Customer: “Ooh, I like that.” *holds it up for her husband to see* “This one is nice; I’m going to buy it.”

Husband: *sounding cranky* “You make sure you get a new one; you aren’t buying an opened one.”

Customer: “You idiot, I made her open it for me.” *to me* “I’ll be taking this one.”

(I finish the transaction and smile at them both.)

Me: “Now, take your husband and get him something nice to eat.”

Husband: *starts laughing* “Best thing I’ve heard all day.”

(Since then, the husband has been less grumpy, and one day when I see them away from the shop, he points me out to her.)

Husband: “There’s that nice lady from [Store], the one that makes sure you feed me.”

Not Keeping It Five Alive

, , , | | Right | July 26, 2019

(It’s the middle of lunch hour and I’m working the food court where there are only two cashiers. The lines are long and it’s incredibly busy. [Customer #1] is next in line and [Customer #2] is behind her.)

Me: “Hi. How can I help you today?”

Customer #1: “I want a stunner with coffee for the drink.”

Me: “Which stunner would you like? We have quite a few.”

Customer #1: “I just want a $4.95 stunner with coffee.”

Me: “We have three $4.95 stunners: a cheeseburger, chicken wrap, and five nuggets.”
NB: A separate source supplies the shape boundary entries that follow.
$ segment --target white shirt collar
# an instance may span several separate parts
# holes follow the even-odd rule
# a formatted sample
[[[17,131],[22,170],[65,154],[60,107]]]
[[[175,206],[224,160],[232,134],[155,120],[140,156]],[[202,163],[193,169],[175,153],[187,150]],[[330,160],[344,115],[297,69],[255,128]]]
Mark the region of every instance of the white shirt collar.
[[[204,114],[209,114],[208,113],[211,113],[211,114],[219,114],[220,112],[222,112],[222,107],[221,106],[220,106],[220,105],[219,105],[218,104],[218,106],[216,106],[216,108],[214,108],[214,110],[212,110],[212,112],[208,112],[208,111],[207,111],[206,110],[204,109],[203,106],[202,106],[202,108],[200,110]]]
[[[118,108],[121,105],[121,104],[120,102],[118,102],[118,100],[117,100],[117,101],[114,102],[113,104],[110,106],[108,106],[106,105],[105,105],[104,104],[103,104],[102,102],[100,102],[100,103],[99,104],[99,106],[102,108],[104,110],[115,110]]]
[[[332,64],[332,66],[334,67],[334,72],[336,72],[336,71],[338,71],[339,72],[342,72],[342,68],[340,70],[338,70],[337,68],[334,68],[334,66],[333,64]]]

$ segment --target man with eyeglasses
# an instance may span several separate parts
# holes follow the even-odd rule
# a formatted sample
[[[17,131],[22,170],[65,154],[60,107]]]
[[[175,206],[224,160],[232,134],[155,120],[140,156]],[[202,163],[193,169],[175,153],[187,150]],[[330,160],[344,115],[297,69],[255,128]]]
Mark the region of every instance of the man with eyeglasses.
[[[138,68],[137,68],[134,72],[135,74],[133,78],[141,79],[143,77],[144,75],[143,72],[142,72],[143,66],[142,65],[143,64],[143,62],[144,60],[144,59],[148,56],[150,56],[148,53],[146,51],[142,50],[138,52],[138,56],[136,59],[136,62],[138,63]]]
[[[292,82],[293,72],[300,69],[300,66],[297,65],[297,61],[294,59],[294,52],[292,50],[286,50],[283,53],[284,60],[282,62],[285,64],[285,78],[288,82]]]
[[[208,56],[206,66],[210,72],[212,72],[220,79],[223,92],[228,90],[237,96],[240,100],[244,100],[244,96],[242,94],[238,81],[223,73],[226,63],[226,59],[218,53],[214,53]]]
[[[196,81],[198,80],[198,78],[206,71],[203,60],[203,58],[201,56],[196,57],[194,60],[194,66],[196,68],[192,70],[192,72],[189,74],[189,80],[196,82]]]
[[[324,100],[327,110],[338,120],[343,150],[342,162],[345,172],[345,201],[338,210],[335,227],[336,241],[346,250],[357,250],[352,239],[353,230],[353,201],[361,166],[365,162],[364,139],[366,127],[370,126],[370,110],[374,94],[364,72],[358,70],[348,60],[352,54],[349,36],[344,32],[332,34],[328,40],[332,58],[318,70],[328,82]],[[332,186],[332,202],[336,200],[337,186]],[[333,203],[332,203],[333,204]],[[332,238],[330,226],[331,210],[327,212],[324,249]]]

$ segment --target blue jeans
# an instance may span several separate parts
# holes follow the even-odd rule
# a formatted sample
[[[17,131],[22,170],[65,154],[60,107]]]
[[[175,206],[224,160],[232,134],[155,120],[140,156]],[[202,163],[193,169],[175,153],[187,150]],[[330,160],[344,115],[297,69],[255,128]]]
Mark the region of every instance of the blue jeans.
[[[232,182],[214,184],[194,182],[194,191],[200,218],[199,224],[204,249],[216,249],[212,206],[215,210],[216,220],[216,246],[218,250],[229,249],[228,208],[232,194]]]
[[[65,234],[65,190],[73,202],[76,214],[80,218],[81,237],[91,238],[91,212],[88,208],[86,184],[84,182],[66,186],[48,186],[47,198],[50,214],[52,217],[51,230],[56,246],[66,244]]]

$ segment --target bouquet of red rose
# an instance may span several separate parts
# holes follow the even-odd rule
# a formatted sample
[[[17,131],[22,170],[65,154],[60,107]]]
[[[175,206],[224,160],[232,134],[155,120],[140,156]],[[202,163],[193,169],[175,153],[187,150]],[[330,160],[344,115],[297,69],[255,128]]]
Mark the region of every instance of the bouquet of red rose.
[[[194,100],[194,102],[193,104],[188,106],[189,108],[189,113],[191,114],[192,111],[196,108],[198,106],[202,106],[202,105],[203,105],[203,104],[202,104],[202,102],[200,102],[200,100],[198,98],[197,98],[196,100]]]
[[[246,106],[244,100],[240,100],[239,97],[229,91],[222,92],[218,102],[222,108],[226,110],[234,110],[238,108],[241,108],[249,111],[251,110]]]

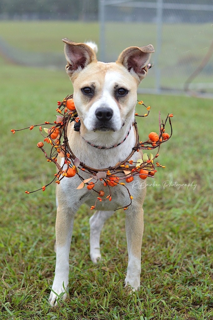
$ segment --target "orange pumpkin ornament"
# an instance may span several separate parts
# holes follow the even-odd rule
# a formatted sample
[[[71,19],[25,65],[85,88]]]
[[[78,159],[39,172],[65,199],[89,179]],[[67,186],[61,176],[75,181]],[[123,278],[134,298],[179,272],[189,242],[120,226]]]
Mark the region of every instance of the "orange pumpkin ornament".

Customer #1: “I’ll have an—“ *looks at the menu board and starts humming and thinking*

(She keeps doing this for another five minutes. As I’m waiting, I look around, and [Customer #2] tries to order but he can’t until I’ve put this lady’s order through.)

Customer #1: “I’ll have a chicken wrap stunner with coffee for the drink.”

Me: “Okay, that’s $5.45.”

Customer #1: “Why?”

Me: “Coffee adds 50c to the price.”

Customer #1: “I only have $5!”

Me: “I’m sorry. Do you still want to order?”

Customer #1: “I’ll just have a chicken wrap and small coffee.”

Me: “That’s $5.65.”

Customer #1: “I only have $5!”

Me: “I am sorry. Would you still like to order?”

([Customer #1] is silent for about another minute.)

Customer #1: “I’ll just have a small coffee, then.”

Me: “That’s $3.35.”

(I put the order through and give her the change. As I give her the coffee, the next customer steps up. In total, this transaction has taken about seven to ten minutes.)

Customer #2: “Hi. I’m going to stand here for ten minutes and waste everyone’s time because I can’t be bothered deciding what I want before I order and can’t be bothered bringing the right money, either.”

([Customer #1] snatched her coffee and stormed off furiously.)